I married a Hoffman.
I married the Hoffman that just happened to be the one that was going to continue the family tradition of milking cows on the home farm.
We are hosting the Hoffman family reunion tomorrow. Talk about stress.
I am not talking about pressure from planning. I didn't have to plan anything. All of Steve's aunts took the bull by the horns and planned the reunion. Sure I was included in the minor decisions, but that's only because of one reason.
It just seems normal to have the reunion on the farm where the family started in this area.
I have been a little stressed. I have yet to clean and polish the upstairs of the house. I won't mention how I started fixing up the flooring and trim in the upstairs hallway, and have yet to finish.
Steve assures me that people don't have to go upstairs; we can just put yellow police tape at the bottom of the stairs.
"You cannot tell me that your aunts and uncles are not going to go upstairs to see their old bedrooms," I said.
"Yea, I guess you have a point," Steve said.
I certainly do hope they go up stairs and check it out. I hope they don't hold any fond memories of closets. I may have to stuff those full of winter clothing and such - and my closets are tiny. I don't have walk-in closets; I have squeeze-ins.
Our house also has a smoke house which was built right in the basement. It hasn't been used in years. In fact, if we wanted to smoke a large carp or a side of beef, we could probably just hang the meat around the oak chairs and start them on fire.
Do you think varnish and stain give off a yucky taste?
I have to at least get a walking path cleaned out to the smoke house, so all the relatives can reminisce while looking in the dark, scary smoke room. (I have yet to actually look in there. It's creepy and scary in my world - spiders, cob webs, dirt.) I don't know where I am going to put my assembled Christmas trees.
And, because Steve and the boys are in charge of cleaning the rest of the basement, that means I also have to pick up around down there - the area of the house I avoid. I get to frustrated, going into rooms that were cleaned yesterday, but look like they've haven't been cleaned since Great-Grandpa Conrad built this house.

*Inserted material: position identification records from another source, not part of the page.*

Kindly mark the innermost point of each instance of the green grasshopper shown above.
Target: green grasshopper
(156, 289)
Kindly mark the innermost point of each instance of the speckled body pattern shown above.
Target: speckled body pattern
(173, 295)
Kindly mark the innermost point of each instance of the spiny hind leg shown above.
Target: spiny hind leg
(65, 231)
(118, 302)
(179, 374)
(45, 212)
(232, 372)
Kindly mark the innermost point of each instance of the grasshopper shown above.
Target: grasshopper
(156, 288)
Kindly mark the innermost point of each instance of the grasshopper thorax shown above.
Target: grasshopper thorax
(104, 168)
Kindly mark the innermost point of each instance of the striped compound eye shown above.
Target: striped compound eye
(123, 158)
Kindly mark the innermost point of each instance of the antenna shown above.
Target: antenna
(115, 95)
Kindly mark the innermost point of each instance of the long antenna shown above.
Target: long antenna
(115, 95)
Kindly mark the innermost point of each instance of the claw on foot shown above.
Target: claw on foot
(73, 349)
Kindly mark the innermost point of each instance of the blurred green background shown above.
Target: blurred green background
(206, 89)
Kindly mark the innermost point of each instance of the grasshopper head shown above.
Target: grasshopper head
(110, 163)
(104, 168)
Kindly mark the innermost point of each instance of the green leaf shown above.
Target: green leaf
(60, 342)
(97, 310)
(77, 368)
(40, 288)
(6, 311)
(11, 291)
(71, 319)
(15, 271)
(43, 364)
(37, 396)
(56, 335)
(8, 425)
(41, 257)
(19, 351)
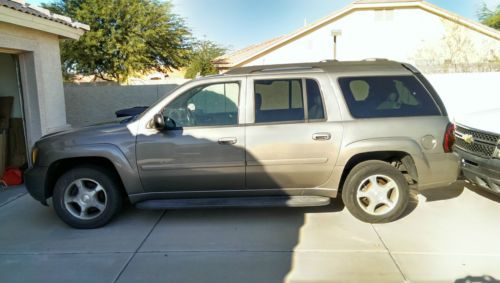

I did clean the oven; just in case I have to store something in there.
In the end, by the time the reunion rolls around, the house should be clean. If they do open the door of a jam-packed closet, I hope they can at least have a chuckle and say, "I remember when I did that!"
Imagine having the opportunity to walk around the farm where you grew up and recall such great memories.
I think each end of the barn has the pulley remaining where the hay bales were lifted into the hay barn. I am sure there will be comments about making and stacking hay.
I know there are a few loops in the side of the barn where I think animals were tied, but I am not positive. I bet by the end of the reunion, I will have the answer to that question.
We are going to have hay rides going down into the woods and near the river. I cannot wait to hear the stories of the adventures of all the Hoffman children.
Even the middle-aged (that would be my age) people are going to have stories. They may not have grown up here, but I bet they spent some summer days out on the farm.
In the end, it really isn't about how clean our house and farm are at this moment in time.
It's all about the memories created in previous moments in time.